Momentum traders are different. We identify strong trends in the market and follow them. If you see that the S&P 500 is in a clear downtrend, you open a short position. The key is recognizing those trends in time and knowing when to exit. It’s not easy, but when it works, it works well.
Then there are swing traders who hold positions for several days or weeks. Less demanding than day trading, but still requiring attention. And finally, technical and fundamental traders, who base everything on deep chart analysis or economic data.
Now, regardless of the style you choose, there’s one thing you cannot ignore: risk management. This is what separates traders who last from those who disappear in three months.
The basics are using stop loss. It’s an order that automatically closes your position if the market moves against you beyond a certain point. It’s not sexy, but it saves you from catastrophic losses. There’s also take profit, which secures your gains by closing the position when it reaches your target.
Other tools include trailing stop, which is a dynamic stop loss that moves up with the market when it favors you. And diversification, meaning not betting everything on a single asset.
To illustrate how this works in practice, imagine you are a momentum trader like me. You see that the Federal Reserve announces a rate hike. Historically, that’s bad for stocks because it makes credit more expensive. The market reacts, and the S&P 500 starts to fall. You anticipate that the decline will continue in the short term, so you open a short position in index CFDs.

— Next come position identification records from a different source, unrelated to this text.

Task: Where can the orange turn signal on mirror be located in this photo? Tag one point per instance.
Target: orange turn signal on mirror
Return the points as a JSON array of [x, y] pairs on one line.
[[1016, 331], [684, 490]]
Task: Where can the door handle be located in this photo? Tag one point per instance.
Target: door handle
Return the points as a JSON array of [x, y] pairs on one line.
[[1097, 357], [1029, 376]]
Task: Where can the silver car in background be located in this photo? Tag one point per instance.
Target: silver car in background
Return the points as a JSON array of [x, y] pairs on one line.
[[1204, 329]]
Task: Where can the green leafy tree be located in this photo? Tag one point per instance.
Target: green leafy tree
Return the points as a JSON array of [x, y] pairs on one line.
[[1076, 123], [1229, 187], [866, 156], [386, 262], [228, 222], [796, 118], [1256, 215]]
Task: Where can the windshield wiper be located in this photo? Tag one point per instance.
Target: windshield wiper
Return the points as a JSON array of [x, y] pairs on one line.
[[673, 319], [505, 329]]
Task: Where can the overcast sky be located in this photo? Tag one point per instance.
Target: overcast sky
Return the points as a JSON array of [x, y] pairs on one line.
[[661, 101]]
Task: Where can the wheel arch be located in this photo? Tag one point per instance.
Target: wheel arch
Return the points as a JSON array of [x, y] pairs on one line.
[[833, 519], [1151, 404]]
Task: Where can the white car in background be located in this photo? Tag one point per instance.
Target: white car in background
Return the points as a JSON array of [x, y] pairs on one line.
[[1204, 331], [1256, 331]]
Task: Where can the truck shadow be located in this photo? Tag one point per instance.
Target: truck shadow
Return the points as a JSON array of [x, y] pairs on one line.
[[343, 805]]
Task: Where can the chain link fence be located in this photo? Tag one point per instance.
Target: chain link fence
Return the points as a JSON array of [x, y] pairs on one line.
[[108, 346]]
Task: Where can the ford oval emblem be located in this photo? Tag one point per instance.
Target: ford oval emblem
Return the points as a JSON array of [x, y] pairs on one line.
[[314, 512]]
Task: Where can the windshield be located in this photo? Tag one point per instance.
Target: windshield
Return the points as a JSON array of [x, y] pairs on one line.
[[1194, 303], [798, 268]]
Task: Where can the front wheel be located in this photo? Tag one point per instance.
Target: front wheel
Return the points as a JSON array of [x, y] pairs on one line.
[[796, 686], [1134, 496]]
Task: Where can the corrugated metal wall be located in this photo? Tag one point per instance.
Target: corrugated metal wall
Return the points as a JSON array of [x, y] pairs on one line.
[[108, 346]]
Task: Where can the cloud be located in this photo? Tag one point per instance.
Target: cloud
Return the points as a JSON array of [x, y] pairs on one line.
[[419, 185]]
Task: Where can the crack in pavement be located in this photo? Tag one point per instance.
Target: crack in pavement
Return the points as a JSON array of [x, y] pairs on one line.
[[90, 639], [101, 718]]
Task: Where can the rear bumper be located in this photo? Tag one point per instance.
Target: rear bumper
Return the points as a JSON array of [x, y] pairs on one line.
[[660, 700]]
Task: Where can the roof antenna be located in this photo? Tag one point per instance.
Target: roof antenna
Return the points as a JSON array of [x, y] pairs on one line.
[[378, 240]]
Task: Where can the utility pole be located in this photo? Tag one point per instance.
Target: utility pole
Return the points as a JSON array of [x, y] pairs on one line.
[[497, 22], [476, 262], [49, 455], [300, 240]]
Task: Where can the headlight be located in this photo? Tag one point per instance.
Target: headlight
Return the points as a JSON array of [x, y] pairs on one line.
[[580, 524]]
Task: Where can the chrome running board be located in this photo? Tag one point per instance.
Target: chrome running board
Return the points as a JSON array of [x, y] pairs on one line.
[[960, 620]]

You sell 10 contracts at 4,000 points. You set your stop loss at 4,100 in case you’re wrong, and your take profit at 3,800 to secure gains. If the index drops to 3,800, you close automatically and profit. If it rises to 4,100, you lose but it’s controlled. That’s it, simple.
Now, let me be honest with you about the statistics. According to academic studies, only 13% of day traders achieve consistent positive profitability over six months. Only 1% maintain gains after five years. Almost 40% give up in the first month. This isn’t to scare you; it’s to help you understand that this isn’t a game.
Moreover, the market is changing. Algorithmic trading now accounts for between 60 and 75% of total volume in developed markets. That means algorithms are making decisions faster than any human. For an individual trader, this is a challenge. We don’t have access to that technology, so we need to be smarter in our analysis.
My personal recommendation is not to see trading as your only income. Many start that way and end up in trouble. Keep your job, trade in your free time, learn while gaining experience. Trading can be an additional income source, but financial stability comes first.
If you decide to start, the first step is to educate yourself. Study markets, learn technical and fundamental analysis, understand how different assets work. Then choose a regulated broker that offers decent risk management tools. Open a demo account to practice without risking real money. Develop your strategy based on your personality and available time.
And remember: trader definition may sound glamorous, but the reality is hard work, discipline, and accepting that you will lose money along the way. The important thing is that your gains outweigh your losses in the long run. That’s what keeps us in the game.
One last thing: don’t invest more than you can afford to lose. This is not a joke. I’ve seen people ruin themselves because they didn’t respect this basic rule. Trading has lucrative potential, but also real risks. Respect it.